California already ranks among the bottom three states in the nation in Medi-Cal reimbursement rates — and that’s before this 10% cut, she said.  

“This can only make it worse,” Kattlove said.

A written statement from DHCS said access to care likely will not be impacted, but if it is, the state’s monitoring plan should be able to correct any problems.

In addition, DHCS made exemptions for three specific groups: some not-for-profit dental pediatric surgery centers, distinct part Level B nursing facilities and certain prescription drugs used to treat serious conditions such as hemophilia or multiple sclerosis.

“The exemptions were made to preserve access for our Medi-Cal members,” said a statement from Norman Williams, deputy director of public affairs for DHCS. “We have authority to make the exemptions because state law grants the authority to the department to determine if the reductions comply with federal law.  In approving the payment reductions, the federal government also required and approved an access-monitoring plan that ensures that we sustain sufficient access for our Medi-Cal members. In the case of these rural [distinct part nursing] facilities, pediatric dental care and prescription drugs, we have determined that an exemption was necessary in order to protect access to care as required by the federal government.”

Kattlove said pediatric dentists have endured the low rates out of a sense of duty to low-income Medi-Cal children. “Anecdotally, I have heard dentists see these patients, in a sense, like it’s pro bono work,” Kattlove said.

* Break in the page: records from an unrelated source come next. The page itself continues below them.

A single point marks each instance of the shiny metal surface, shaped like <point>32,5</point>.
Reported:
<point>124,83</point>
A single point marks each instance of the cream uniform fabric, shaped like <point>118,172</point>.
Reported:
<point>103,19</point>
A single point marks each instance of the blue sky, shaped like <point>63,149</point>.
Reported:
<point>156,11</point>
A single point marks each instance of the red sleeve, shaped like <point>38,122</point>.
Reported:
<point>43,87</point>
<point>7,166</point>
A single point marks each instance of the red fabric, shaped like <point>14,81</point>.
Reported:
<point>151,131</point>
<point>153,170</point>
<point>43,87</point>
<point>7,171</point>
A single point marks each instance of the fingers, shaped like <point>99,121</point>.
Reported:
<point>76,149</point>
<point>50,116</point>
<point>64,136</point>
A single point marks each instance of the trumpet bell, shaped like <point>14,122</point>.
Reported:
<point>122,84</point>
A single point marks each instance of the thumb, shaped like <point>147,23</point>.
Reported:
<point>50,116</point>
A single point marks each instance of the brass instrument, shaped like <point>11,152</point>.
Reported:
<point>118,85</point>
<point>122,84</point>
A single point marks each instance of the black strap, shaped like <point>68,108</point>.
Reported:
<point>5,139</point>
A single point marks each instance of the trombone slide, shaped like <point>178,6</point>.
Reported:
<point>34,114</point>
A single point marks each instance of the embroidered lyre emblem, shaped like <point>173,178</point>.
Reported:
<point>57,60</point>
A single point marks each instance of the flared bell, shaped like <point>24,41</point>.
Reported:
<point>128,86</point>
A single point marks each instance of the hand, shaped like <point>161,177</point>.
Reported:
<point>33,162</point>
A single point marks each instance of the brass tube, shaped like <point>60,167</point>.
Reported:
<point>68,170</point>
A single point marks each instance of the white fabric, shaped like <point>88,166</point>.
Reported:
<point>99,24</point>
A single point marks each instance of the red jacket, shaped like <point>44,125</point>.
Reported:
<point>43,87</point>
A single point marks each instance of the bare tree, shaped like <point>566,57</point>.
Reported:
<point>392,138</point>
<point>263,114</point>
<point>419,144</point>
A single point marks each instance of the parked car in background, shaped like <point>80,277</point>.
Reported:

She worried the new cut, ordered by the state Legislature and approved by the governor in 2011 then held in limbo by court action until now, will be the last straw for providers.

“In terms of pediatric dentists, I suspect they’ll stop taking children in Medi-Cal,” Kattlove said. “That’s on top of having so many more children and adults enrolled [in Medi-Cal], there will such a great demand there. It will just be a bigger mismatch between medical providers and patients.”